The three major macronutrients, carbs, fats, and protein, are composed of configurations of carbon, hydrogen, and oxygen molecules. Only protein contains nitrogen, however. Early research confirmed the necessity of protein through a cruel experiment: dogs eating food lacking nitrogen became sick and quickly died. That’s how they realized protein is an essential building block of life. Following this research, Liebeg officially launched his Extract of Meat in 1865, which Belluz and Hall write laid the “enduring template for rushing to market with untested nutrition ideas.”
Here’s how the explain it:
Let’s be clear: Liebig’s errors still distort the way many of us think about nutrition, even now. Eating vast quantities of protein is not necessarily useful, or even beneficial, to health. We certainly do not need to derive our protein from meat. Consuming extra protein alone will not build muscle, nor is protein what powers muscles. Contrary to Liebig’s theory, the other two macronutrients, carbohydrates and fat, provide almost all of the energy necessary for both the physical and chemical work of life.
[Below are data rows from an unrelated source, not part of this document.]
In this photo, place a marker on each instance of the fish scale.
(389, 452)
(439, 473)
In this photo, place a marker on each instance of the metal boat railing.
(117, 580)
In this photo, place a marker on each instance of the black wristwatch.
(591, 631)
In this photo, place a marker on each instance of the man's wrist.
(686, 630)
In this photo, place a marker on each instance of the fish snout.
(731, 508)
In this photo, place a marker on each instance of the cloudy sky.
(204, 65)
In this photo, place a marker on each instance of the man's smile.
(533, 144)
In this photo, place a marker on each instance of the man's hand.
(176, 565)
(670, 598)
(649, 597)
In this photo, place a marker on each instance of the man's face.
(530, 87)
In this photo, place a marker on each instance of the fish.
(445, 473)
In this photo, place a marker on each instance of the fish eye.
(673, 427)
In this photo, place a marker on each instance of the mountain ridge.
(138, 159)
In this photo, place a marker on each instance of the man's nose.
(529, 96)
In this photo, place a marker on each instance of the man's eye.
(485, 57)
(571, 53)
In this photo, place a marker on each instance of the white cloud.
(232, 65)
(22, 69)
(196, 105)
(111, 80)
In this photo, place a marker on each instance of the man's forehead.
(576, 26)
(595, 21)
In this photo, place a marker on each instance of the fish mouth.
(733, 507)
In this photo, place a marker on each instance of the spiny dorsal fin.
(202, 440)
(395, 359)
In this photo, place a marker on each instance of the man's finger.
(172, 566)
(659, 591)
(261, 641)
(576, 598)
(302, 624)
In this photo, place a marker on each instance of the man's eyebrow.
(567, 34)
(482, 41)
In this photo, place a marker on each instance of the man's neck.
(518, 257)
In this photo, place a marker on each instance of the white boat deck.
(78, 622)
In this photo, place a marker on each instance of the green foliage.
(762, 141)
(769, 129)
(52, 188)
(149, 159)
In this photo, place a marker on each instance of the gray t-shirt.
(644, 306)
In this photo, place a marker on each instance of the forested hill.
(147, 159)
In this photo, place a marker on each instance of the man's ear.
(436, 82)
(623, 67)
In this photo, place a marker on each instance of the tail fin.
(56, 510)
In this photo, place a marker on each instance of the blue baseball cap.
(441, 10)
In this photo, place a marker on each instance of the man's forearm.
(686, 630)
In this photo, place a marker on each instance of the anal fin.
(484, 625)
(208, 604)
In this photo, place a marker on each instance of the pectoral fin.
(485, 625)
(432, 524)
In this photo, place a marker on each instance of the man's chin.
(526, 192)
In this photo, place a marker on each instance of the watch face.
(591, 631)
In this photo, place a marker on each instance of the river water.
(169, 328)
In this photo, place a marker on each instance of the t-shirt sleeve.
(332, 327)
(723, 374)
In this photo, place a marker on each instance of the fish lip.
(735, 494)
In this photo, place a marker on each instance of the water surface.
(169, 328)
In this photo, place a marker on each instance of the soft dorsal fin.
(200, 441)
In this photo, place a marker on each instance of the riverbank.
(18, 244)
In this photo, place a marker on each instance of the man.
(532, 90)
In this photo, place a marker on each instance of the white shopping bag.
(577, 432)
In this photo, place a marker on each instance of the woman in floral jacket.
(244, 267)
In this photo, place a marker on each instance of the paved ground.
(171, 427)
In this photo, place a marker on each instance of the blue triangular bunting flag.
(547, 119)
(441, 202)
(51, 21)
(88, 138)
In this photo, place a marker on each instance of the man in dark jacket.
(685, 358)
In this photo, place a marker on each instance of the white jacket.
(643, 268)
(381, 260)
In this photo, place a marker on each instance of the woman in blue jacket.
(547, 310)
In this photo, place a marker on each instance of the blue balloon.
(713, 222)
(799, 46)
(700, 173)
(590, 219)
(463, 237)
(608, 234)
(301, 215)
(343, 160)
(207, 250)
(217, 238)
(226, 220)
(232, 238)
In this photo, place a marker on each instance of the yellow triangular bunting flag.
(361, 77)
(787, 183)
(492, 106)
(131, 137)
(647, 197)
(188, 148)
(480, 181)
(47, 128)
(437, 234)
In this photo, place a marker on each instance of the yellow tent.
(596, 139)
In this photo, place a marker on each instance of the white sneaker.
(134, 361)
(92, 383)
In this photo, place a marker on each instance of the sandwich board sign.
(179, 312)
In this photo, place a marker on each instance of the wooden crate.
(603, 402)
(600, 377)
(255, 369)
So carbs and fat, not protein, are the main fuels for the metabolic reactions we learned about in the last chapter. On an essential protein fact, however, Liebig was correct: Protein is the stuff in food that builds and repairs us, or as he’d apparently put it, ‘the stuff of life itself.’
They cover a lot more about protein and are clear that certain groups of people are lacking in protein and need supplementation. This is categorically different from influencer culture.
They then turn to the other two macros, because they’ve also been implicated in a lot of nutrition myths: namely, carbs bad, fats very very good. The whole keto trend that I fell into about 15 years ago is part of that nonsense; thanks Dave Asprey and your coconut oil ketones.
The authors dove into the literature and discovered something fascinating: people on low-carb and low-fat diets both lost similar amounts of weight. How could that be if one macro was superior to the other? Well, they write,
Carbohydrates and fats are practically interchangeable fuels for the body, and we seem to be incredibly adaptable to using almost any combination.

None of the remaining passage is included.